The second idea is whether thresholds separating two or more events should be placed in an unbiased manner, e.g., balancing the false-positive and false-negative rates between these events. From what we can see, e.g., by studying Table 8, algorithms are not balanced, and this issue is not discussed at all. However, it would make sense to explicitly address this for both the algorithm designers, and the researchers using them. In one context, an unbiased trade-off between events may be desired, but for another context, more biased thresholds are important. For example, if the researcher has a strong desire to extract segments of data that are near-guaranteed to contain no smooth pursuit movements, then smooth-pursuits must first be detected in order to be discarded. Then, perhaps an algorithm which detects smooth pursuits, at the expense of a higher false-positive rate for smooth pursuits and higher false-negative rates for other events, is desired. Although this can be achieved by setting the thresholds for the different events accordingly, this could be made more explicit by allowing the use other types of thresholds. For example, an algorithm that also tries to set the certainty level of a particular classification, would in turn allow a researcher to select, e.g., only data from fixations with a certainty above 90 %. Or, if there is a probability for every event type for a given sample, then a desired certainty delta could be set, rejecting the sample if there is a too high chance of it belonging to a particular competing event. Related to this, it is evident from Fig. 3 that some of our algorithms refrain from classifying a sample if it does not meet the critera, whereas others operate with a more exhaustive strategy. Thus, modern algorithms are not consistent in whether they should only classify when they are “certain” or if they should be forced to make an informed guess about the sample. This is likely an option that the researcher would like to make for the particular study.

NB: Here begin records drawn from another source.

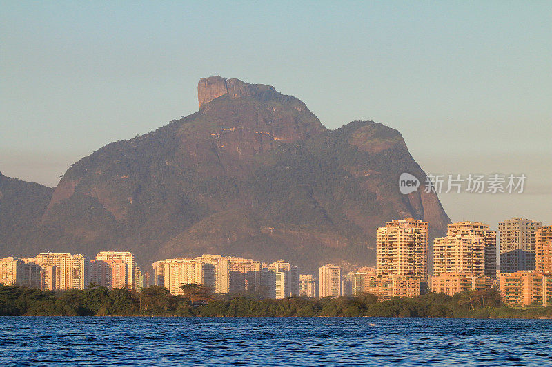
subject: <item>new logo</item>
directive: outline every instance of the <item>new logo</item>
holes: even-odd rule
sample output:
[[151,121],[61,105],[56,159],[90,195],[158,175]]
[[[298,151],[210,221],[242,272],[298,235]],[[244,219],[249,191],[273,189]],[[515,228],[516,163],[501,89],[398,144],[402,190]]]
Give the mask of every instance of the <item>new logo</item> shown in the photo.
[[415,191],[420,187],[420,180],[413,175],[403,172],[399,177],[399,190],[403,195]]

A third idea, which has previously been mentioned, is to actually make use of information in the stimuli. By knowing where animated objects are located in the visual fields, it should become easier for an algorithm to distinguish between a fixation and a smooth pursuit movement. To our knowledge, all current algorithm are stimuli blind.

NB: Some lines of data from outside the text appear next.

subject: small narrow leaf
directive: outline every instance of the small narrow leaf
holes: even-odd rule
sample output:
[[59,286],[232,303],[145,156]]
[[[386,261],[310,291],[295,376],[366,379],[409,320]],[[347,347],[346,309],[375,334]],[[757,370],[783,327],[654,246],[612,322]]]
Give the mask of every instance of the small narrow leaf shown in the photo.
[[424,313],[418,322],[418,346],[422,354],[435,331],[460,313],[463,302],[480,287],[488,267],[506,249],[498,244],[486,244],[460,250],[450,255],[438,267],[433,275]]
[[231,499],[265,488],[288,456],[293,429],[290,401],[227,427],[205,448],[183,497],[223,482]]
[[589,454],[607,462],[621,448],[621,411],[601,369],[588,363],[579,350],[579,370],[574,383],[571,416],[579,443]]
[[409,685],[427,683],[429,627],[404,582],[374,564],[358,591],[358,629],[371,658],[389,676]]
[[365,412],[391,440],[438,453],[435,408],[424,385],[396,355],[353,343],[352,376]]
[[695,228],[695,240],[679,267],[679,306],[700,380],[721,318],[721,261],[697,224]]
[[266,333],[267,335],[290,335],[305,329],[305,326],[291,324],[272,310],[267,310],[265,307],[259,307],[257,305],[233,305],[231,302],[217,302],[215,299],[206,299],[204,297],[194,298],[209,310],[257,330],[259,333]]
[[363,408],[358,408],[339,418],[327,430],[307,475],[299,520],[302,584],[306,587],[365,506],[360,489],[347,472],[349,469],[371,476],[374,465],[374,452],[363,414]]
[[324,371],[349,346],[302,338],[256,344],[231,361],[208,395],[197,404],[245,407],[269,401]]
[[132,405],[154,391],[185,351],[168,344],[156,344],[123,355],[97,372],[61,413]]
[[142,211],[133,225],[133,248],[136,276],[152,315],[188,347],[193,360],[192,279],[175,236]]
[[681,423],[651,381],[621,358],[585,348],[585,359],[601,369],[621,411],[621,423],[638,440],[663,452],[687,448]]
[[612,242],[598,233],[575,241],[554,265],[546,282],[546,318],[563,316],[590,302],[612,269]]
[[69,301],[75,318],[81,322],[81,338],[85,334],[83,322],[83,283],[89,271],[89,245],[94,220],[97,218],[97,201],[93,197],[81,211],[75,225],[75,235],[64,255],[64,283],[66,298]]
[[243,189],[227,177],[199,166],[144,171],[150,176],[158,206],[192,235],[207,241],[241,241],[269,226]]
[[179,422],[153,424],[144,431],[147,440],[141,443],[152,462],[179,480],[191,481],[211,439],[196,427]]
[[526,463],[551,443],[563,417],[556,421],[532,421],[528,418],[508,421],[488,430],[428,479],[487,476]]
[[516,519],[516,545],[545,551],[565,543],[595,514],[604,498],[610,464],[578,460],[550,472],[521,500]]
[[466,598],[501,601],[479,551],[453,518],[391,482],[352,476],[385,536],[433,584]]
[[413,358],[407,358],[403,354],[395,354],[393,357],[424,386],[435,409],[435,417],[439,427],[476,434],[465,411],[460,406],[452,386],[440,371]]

A fourth idea is to make use of the pupil size signal, as well as the common x and y signals. As pupil size changes cause shifts in the position of the pupil center (Drewes, Masson, & Montagnini, 2012), drift movements may occur that may be very difficult to separate from smooth pursuit movements, and is likely what caused our coders to identify smooth pursuit in data from static stimuli. As far as we can tell, this information is not used in any algorithm.

A final idea is perhaps to forgo the process that revolves around (ill-) defined labels of oculomotor events, and develop a new ground truth against which the algorithm can be compared more straight-forwardly and in line with the aims of the researchers using the algorithms. One such approach, which has already been mentioned, would be to optimize algorithms against actual visual intake, which may be easier to empirically ground compared to the label intuitions of researchers.

To conclude this section, there is much underused information in the eye and the output from most eye-tracking hardware, which can inform and improve, algorithms for eye movement event detection in the future.